Habe nur die Monika und Tanja gesehen.


----------



## offense80 (6. Juli 2011)

*AW: Was ist in Heiligernhafen los?*

Hmm, sieht ja irgendwie schon gespenstisch aus das ganze.... hier mal ein Link für die Hafencam, da kann man immer mal nachsehen was so los ist

http://www.heiligenhafen-touristik.de/webcam_hafen.html


----------



## Waldima (11. Juli 2011)

*AW: Was ist in Heiligenhafen los?*

Die seit Jahren ja ohnehin immer spärlicher werdende Anzahl der Angelkutter ist bis auf MS "Klaus-Peter" ja wieder komplett. Gott sei Dank!

Gruß

Waldima #h


----------



## Funker Hornsbee (11. Juli 2011)

*AW: Was ist in Heiligernhafen los?*

Als Neuling im Board grüße ich alle, die anderen mit ihren Beiträgen helfen, sich zu orientieren und auf aktuelle Gegebenheiten zu reagieren. 

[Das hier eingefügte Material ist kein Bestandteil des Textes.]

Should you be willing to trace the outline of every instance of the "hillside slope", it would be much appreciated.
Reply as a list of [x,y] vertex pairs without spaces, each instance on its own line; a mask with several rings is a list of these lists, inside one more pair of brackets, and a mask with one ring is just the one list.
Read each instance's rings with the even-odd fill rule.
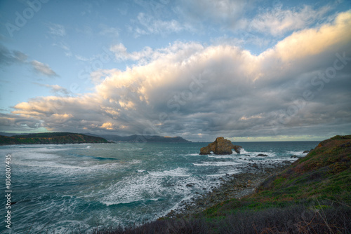
[[108,143],[102,137],[71,132],[36,133],[13,137],[0,136],[0,145]]
[[93,233],[350,233],[351,135],[322,142],[253,194],[200,214]]

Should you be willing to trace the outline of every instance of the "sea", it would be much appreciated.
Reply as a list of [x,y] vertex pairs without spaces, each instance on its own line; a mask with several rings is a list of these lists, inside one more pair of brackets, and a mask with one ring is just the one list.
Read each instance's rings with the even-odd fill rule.
[[[304,156],[318,143],[236,142],[241,153],[226,156],[199,155],[208,142],[1,146],[0,233],[140,225],[211,191],[220,178],[242,172],[248,163],[292,162],[291,156]],[[268,156],[256,157],[260,153]],[[6,209],[8,193],[12,205]]]

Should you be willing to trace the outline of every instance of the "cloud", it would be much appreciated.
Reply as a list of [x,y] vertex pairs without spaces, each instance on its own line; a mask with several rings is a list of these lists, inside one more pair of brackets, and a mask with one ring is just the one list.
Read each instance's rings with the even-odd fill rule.
[[34,83],[36,85],[38,85],[39,86],[41,86],[41,87],[46,87],[46,88],[50,88],[51,92],[54,93],[56,95],[63,95],[65,96],[68,96],[72,93],[70,91],[69,91],[65,88],[61,87],[58,85],[47,85],[47,84],[42,84],[42,83]]
[[65,29],[65,27],[63,25],[49,23],[47,27],[48,28],[48,33],[53,36],[66,36],[66,29]]
[[117,39],[119,36],[119,29],[113,27],[108,27],[105,25],[100,25],[101,30],[99,34],[105,36],[111,36],[114,39]]
[[0,44],[0,65],[25,63],[28,56],[18,50],[10,50]]
[[63,50],[65,51],[65,55],[67,56],[67,57],[72,57],[73,55],[73,53],[72,53],[71,51],[71,49],[69,48],[69,47],[65,43],[63,42],[60,42],[60,43],[54,43],[53,44],[53,46],[58,46],[62,49],[63,49]]
[[331,10],[331,6],[324,6],[318,10],[309,6],[292,10],[283,10],[282,7],[282,5],[278,5],[253,20],[244,20],[241,22],[241,27],[274,36],[282,36],[288,32],[306,28],[323,18]]
[[111,50],[121,60],[146,62],[96,71],[93,92],[32,99],[8,118],[53,131],[195,140],[350,134],[350,27],[351,12],[342,13],[258,55],[225,43],[176,42],[145,55],[117,44]]
[[39,74],[49,77],[58,76],[58,75],[48,64],[37,60],[32,61],[31,64],[33,66],[34,71]]

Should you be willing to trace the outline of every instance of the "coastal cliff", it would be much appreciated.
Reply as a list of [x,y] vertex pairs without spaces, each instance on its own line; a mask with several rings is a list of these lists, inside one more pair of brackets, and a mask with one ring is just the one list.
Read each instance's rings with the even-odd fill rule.
[[[257,185],[255,180],[265,177],[263,173],[234,175],[206,199],[194,200],[191,210],[116,230],[118,233],[351,233],[351,135],[323,141],[282,168],[271,171]],[[217,199],[242,194],[246,189],[251,193]],[[218,203],[212,205],[212,200]],[[206,202],[211,206],[199,209]]]
[[36,133],[13,137],[0,136],[0,145],[108,143],[102,137],[71,132]]

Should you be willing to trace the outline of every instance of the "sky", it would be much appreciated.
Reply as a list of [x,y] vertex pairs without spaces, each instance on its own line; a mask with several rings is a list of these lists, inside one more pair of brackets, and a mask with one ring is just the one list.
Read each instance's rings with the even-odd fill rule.
[[0,1],[0,131],[351,134],[351,1]]

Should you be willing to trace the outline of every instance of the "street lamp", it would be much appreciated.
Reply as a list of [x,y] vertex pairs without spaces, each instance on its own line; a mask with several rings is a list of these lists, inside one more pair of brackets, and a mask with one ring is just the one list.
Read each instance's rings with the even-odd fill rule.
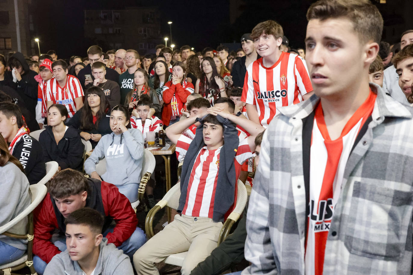
[[34,41],[35,41],[36,42],[37,42],[37,47],[39,48],[39,56],[40,56],[40,45],[39,44],[39,39],[38,38],[35,38],[34,39]]
[[171,38],[171,42],[172,42],[172,21],[169,21],[168,24],[169,25],[169,37]]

Meine erste Ausfahrt mit einem Kutter ist 29 Jahre her, 
MS Monika ab Großenbrode.

Dieses Schiff und die Tanja waren jedenfalls ab 4.7. die einzigen, die ab Heiligenhafen ausfuhren.

Erst ab Samstag, 9.7., fehlte dann nur noch Klaus Peter. 

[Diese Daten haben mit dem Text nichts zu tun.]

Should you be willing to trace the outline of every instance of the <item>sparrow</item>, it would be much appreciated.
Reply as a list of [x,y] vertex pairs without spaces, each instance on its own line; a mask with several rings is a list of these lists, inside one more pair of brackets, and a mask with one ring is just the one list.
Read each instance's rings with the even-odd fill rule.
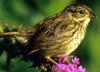
[[84,4],[72,4],[35,25],[35,32],[25,45],[24,55],[38,52],[48,61],[52,57],[70,55],[85,37],[88,24],[95,15]]

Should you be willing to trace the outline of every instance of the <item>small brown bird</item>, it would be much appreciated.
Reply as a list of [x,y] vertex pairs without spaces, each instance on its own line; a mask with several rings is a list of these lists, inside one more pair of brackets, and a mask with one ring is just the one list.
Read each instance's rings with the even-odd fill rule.
[[60,13],[45,18],[35,27],[34,35],[27,43],[28,55],[40,51],[49,61],[51,57],[71,54],[83,40],[88,23],[95,17],[83,4],[72,4]]

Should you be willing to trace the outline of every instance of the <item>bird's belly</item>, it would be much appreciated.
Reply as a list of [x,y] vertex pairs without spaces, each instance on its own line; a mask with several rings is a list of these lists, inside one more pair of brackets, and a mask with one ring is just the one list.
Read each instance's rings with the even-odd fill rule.
[[40,43],[40,48],[43,50],[43,54],[59,57],[63,55],[69,55],[80,44],[84,38],[83,34],[75,33],[73,37],[64,36],[62,38],[47,38]]

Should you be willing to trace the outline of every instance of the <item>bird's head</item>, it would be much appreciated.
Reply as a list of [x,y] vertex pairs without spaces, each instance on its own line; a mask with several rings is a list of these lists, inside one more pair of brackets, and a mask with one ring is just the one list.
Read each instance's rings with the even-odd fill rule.
[[87,18],[91,19],[95,17],[92,10],[88,6],[83,4],[70,5],[67,8],[65,8],[63,12],[68,13],[70,17],[73,18],[75,21],[82,21],[86,20]]

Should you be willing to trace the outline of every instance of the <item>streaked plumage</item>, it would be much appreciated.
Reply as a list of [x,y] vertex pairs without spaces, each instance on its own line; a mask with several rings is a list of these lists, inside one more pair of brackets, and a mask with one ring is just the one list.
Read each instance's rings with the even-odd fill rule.
[[27,47],[33,53],[39,50],[44,57],[59,57],[72,53],[83,40],[92,10],[83,4],[73,4],[60,13],[39,22]]

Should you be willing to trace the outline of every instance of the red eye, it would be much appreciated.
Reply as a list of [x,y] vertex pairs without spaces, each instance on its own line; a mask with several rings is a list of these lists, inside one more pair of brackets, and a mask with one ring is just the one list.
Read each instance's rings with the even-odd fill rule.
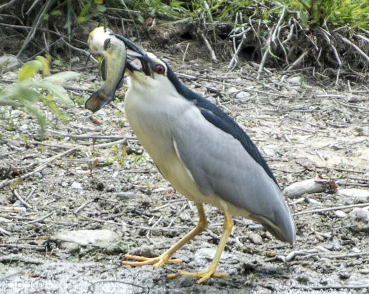
[[155,73],[159,74],[163,74],[165,72],[165,69],[161,65],[156,65],[154,69],[155,70]]

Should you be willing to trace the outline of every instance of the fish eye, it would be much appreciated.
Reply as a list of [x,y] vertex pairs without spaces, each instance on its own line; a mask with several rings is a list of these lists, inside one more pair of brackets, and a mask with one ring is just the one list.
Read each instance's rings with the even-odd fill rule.
[[105,39],[104,41],[103,50],[107,50],[110,47],[110,38]]
[[159,74],[163,74],[165,72],[165,69],[162,65],[156,65],[154,67],[154,70]]

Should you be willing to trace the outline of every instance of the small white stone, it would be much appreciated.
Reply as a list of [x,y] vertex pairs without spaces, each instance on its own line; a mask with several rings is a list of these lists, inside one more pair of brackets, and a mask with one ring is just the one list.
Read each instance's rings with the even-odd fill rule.
[[250,96],[251,96],[251,94],[250,93],[241,91],[241,92],[237,93],[235,95],[234,97],[236,99],[247,99],[250,97]]
[[287,79],[288,81],[290,84],[293,84],[295,85],[299,84],[301,82],[301,76],[298,75],[297,76],[292,76]]
[[235,87],[231,87],[230,88],[229,88],[228,90],[227,90],[227,94],[229,94],[230,95],[231,94],[233,94],[234,93],[236,93],[236,92],[238,91],[238,89],[237,89]]
[[336,217],[339,219],[343,219],[346,217],[346,214],[343,212],[342,210],[336,210],[334,212],[334,215]]
[[82,185],[81,185],[78,182],[73,182],[73,183],[72,184],[72,185],[71,186],[71,188],[72,188],[72,189],[78,189],[79,190],[83,190]]
[[22,125],[20,127],[19,127],[19,131],[21,131],[22,132],[24,132],[25,131],[27,131],[28,129],[28,125],[26,125],[26,124],[24,124],[24,125]]
[[263,150],[267,156],[274,157],[277,156],[277,148],[276,145],[267,145],[263,147]]

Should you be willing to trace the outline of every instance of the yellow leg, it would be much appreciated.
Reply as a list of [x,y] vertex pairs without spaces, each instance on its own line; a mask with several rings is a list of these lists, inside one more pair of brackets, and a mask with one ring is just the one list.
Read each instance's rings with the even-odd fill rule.
[[155,268],[159,268],[167,264],[179,263],[182,262],[180,259],[170,260],[169,259],[176,251],[184,245],[202,232],[207,225],[206,216],[205,215],[202,204],[201,203],[196,203],[196,207],[197,208],[197,211],[198,211],[198,222],[197,222],[196,226],[190,232],[161,255],[153,258],[149,258],[148,257],[145,257],[144,256],[137,256],[136,255],[129,255],[127,254],[124,256],[127,259],[134,259],[140,261],[124,261],[122,262],[122,264],[132,266],[154,265]]
[[218,245],[218,248],[215,252],[215,256],[211,262],[210,267],[206,271],[198,272],[197,273],[190,273],[185,271],[180,271],[177,274],[172,274],[168,275],[168,278],[171,279],[176,278],[180,276],[191,276],[196,278],[200,278],[200,280],[197,281],[197,284],[201,284],[203,282],[208,280],[210,277],[215,277],[219,278],[221,277],[227,277],[229,275],[226,273],[216,273],[216,268],[220,259],[220,256],[222,255],[223,251],[224,250],[225,244],[227,243],[229,235],[232,231],[232,228],[233,227],[233,220],[232,217],[227,212],[224,212],[224,223],[223,225],[223,233],[220,237],[219,243]]

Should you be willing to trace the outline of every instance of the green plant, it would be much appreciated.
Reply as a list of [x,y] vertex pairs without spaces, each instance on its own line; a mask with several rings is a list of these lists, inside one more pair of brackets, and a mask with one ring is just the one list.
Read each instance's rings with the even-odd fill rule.
[[[39,72],[42,72],[42,78],[36,76]],[[67,117],[57,103],[66,107],[74,105],[63,84],[78,78],[80,74],[64,72],[49,74],[49,63],[43,57],[38,56],[36,60],[25,64],[19,70],[18,81],[0,91],[0,105],[25,108],[36,117],[43,129],[46,124],[46,116],[40,110],[38,102],[47,106],[57,118],[66,121]]]
[[331,23],[369,28],[368,0],[293,0],[283,2],[288,8],[305,14],[302,18],[307,20],[304,22],[306,25],[321,26]]

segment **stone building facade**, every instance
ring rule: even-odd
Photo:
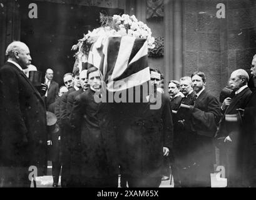
[[[33,21],[28,18],[27,6],[31,2],[44,11]],[[217,15],[220,3],[225,6],[225,18]],[[5,61],[9,42],[24,40],[33,64],[41,71],[53,67],[62,84],[63,74],[71,71],[74,61],[71,45],[82,38],[81,31],[96,26],[96,21],[89,21],[90,16],[98,14],[90,12],[91,8],[95,12],[135,14],[151,29],[153,36],[163,38],[163,56],[150,58],[149,65],[163,72],[166,86],[169,80],[200,70],[207,75],[207,89],[218,96],[231,72],[249,69],[256,54],[256,0],[0,0],[0,64]],[[40,21],[43,16],[47,20]],[[87,24],[83,18],[88,18]]]

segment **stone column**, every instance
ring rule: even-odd
[[[182,0],[164,0],[165,90],[171,79],[183,75]]]
[[[19,5],[14,0],[0,1],[0,66],[4,63],[5,50],[14,40],[19,40],[21,36],[21,18]]]
[[[173,78],[183,76],[182,1],[175,0],[173,5]]]
[[[173,1],[164,0],[165,15],[163,17],[165,26],[164,35],[164,69],[165,69],[165,89],[168,90],[168,83],[173,78]]]

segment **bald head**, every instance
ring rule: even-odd
[[[23,69],[26,69],[31,63],[29,49],[25,43],[20,41],[11,42],[6,48],[6,56],[19,64]]]
[[[68,91],[68,89],[66,86],[61,86],[59,88],[59,96],[61,96],[64,93],[66,93]]]
[[[229,83],[232,89],[237,91],[242,86],[247,85],[248,80],[249,76],[246,71],[238,69],[231,74]]]
[[[53,69],[48,68],[46,69],[46,72],[45,72],[45,76],[48,80],[53,80]]]

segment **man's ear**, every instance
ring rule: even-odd
[[[242,79],[242,81],[243,83],[244,83],[245,82],[245,77],[243,77],[241,79]]]
[[[19,58],[19,52],[17,51],[14,52],[14,55],[16,59]]]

Welches Schiff auch immer fuhr, war gut bis sehr gut ausgelastet.

Für Fahrten zwischen Montag und Freitag und Sonntag spricht im Moment gar nichts gegen Heiligenhafen.



Ab sofort spricht jedenfalls  in der Woche gar nichts gegen eine Tagestour ab Heiligenhafen.


----------



## marcus2803 (9. August 2011)

*AW: Was ist in Heiligernhafen los?*

wo ist den jetzt ms klaus peter


----------



## Skizzza (9. August 2011)

*AW: Was ist in Heiligernhafen los?*

werft hab ich gehört


----------



## marcus2803 (9. August 2011)

*AW: Was ist in Heiligernhafen los?*

vielleicht ja mal alles rund um neu mit neuen aufbau oder so zeit währe es ja


----------



## Franky D (10. August 2011)

*AW: Was ist in Heiligernhafen los?*

war letzte woche in heilitown die klaus-peter liegt mit motorschaden bei der werft am kai


----------



## Franky D (10. August 2011)

*AW: Was ist in Heiligernhafen los?*

war letzte woche in heilitown die klaus-peter liegt mit motorschaden bei der werft am kai


----------



## Hornburg (10. August 2011)

*AW: Was ist in Heiligernhafen los?*

Hallo Salzwasserfreunde!#h
Ich will am Freitag auf Dorsch gehen. |rolleyes
Kann jemand einen Kutter in Heiligenhafen oder Umgebung empfehlen oder hat ein (Kontakt zu einem) Kleinboot, wo ich mitfahren könnte?
Vielen Dank für die Tipps im voraus!
Hornburg


----------



## Waldima (24. August 2011)

*AW: Was ist in Heiligenhafen los?*

Bei MS "Klaus-Peter" gibts wohl Probleme mit der Kurbelwelle. Die hat er ja seit Jahren (bereits seit einem Jahrzehnt?), deshalb ist er ja so langsam. Nun liegt der Kutter bald zwei Monate an der Pier. Hat ein Boardie eine Ahnung, wie lange das noch dauert? Reparatur scheint sich ja aber immer noch zu lohnen. Fahren müsste Klaus schon lange nicht mehr. Er ist im Rentenalter und hat noch die guten Jahrzehnte mit zollfreiem Einkauf von 1970 bis 2000 mitgemacht.

Gruß

Waldima


----------



## marcus2803 (6. September 2011)

*AW: Was ist in Heiligernhafen los?*

was ist den jetzt DA LOS???????????????


----------



## Waldima (23. September 2011)

*AW: Was ist in Heiligernhafen los?*

@ all:
Zu meiner großen Freude konnte ich soeben über die Webcam feststellen, dass MS "Klaus-Peter" morgen offensichtlich zu seinem ersten Hochseeangeltörn nach fast drei Monaten auslaufen wird, genügend Beteiligung vorausgesetzt. Jedenfalls liegt das Schiff inmitten seiner "Kollegen". Den Anglern ein dickes Petri und Klaus und Kai eine gute und sichere Fahrt.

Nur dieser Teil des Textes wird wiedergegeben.